Many countries around the world are seizing the moment and actively pursuing their foreign policy objectives and possibilities for positive outlook through the use of social media platforms like Facebook, Twitter, Instagram etc. The primary use of social media as an online platform makes this part of public diplomacy also easily reachable, meaning that it does not rely that much on resources or national GDP. Whether it is a small country or large super power is something that is slowly loosing significance in the digital world. The reason behind this is because most online material is not as expensive as traditional diplomacy and it can reach masses in no time. ...

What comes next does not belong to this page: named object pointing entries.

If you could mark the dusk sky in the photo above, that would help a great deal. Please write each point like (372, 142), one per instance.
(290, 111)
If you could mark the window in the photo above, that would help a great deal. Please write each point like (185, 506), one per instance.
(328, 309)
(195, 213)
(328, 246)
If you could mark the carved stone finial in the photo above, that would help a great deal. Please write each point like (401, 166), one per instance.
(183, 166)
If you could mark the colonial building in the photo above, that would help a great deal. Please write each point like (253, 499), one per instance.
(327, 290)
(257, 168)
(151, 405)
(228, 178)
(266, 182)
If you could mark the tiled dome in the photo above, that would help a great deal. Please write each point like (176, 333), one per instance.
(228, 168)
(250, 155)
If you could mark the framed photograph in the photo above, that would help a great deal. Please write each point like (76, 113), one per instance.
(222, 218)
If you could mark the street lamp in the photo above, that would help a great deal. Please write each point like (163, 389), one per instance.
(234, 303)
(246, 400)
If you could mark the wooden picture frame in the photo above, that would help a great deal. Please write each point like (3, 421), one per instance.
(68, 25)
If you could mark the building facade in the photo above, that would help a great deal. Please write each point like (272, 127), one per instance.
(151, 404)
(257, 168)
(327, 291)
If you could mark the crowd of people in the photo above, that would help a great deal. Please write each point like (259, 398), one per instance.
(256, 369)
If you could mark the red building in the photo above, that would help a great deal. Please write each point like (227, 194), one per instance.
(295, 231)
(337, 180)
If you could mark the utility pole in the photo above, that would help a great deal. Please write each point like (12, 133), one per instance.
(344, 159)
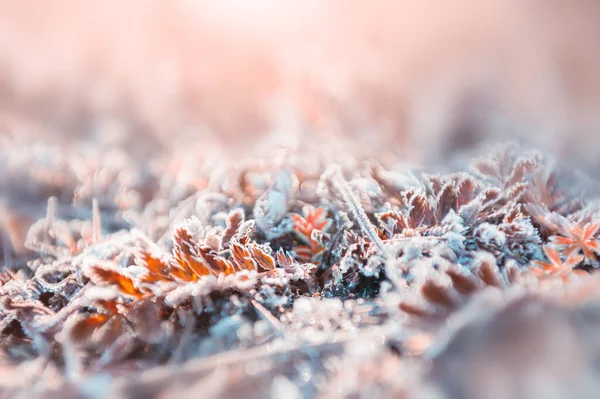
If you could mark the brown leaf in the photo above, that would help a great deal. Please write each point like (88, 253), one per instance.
(447, 200)
(186, 254)
(284, 258)
(83, 328)
(421, 212)
(466, 191)
(413, 310)
(234, 221)
(217, 264)
(461, 282)
(437, 295)
(488, 272)
(242, 257)
(104, 274)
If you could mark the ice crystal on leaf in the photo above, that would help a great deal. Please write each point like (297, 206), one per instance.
(253, 266)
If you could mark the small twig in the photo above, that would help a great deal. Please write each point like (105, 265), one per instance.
(96, 222)
(336, 177)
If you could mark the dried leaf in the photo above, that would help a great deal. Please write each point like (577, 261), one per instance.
(186, 254)
(109, 275)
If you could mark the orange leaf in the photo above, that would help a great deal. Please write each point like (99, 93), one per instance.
(109, 275)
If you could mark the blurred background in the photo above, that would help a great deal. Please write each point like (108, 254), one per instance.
(424, 77)
(120, 100)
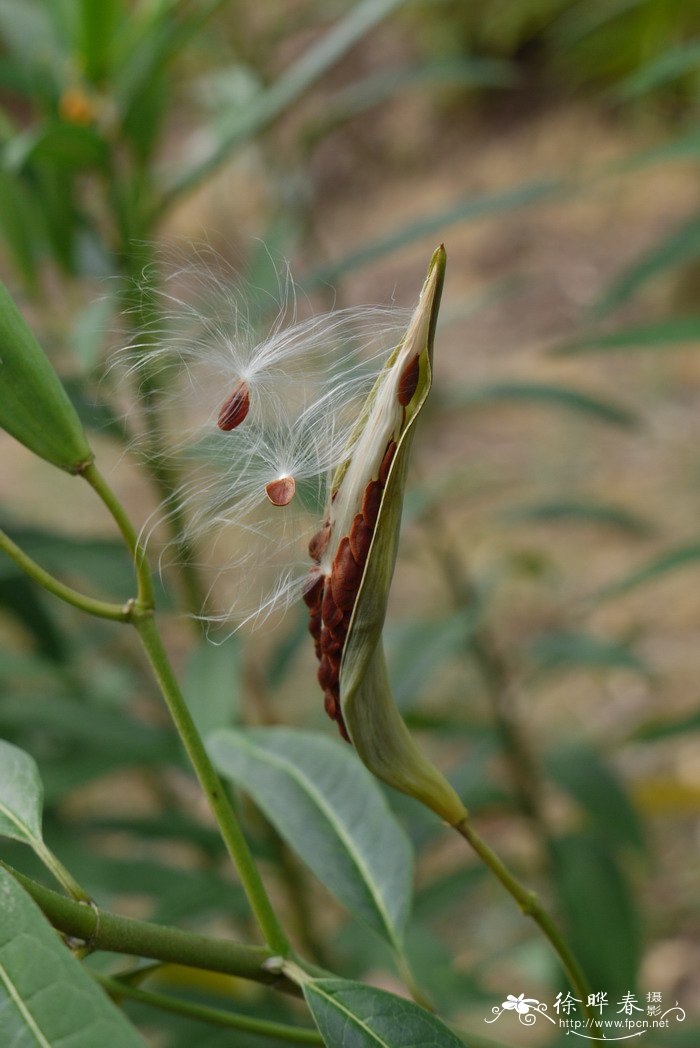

There is very thin line between public or digital diplomacy and actual propaganda. Acknowledging that propaganda can be the other (negative) side of the same coin additionally reinforces the need to invest resources and work with innovative ideas on the best way to get the message across and change the narrative. A shining example of digital diplomacy in practice is the use of social media platforms, such as Twitter by diplomats, usually Ambassadors, who thereby engage with the nationals of the country to which they are accredited with the aim of promoting and fostering their own national foreign policy objectives. What is essential in this digital outreach is the lines of direct communication and access to influencers, journalists, national politicians and at the end of the day regular people. The reason why digital diplomacy can be so attractive is because unlike the traditional style of conveying a message, through a statement or event, it can also offer a personal view on current issues and a sneak peak at the “secretive” diplomatic world. Lastly, the need for strengthening digital diplomacy efforts is especially important taking into account the lack of resources for the conduct of traditional diplomacy. This is especially relevant when taking into account the need to close down embassies or cut down embassy staff, especially in tough economic times.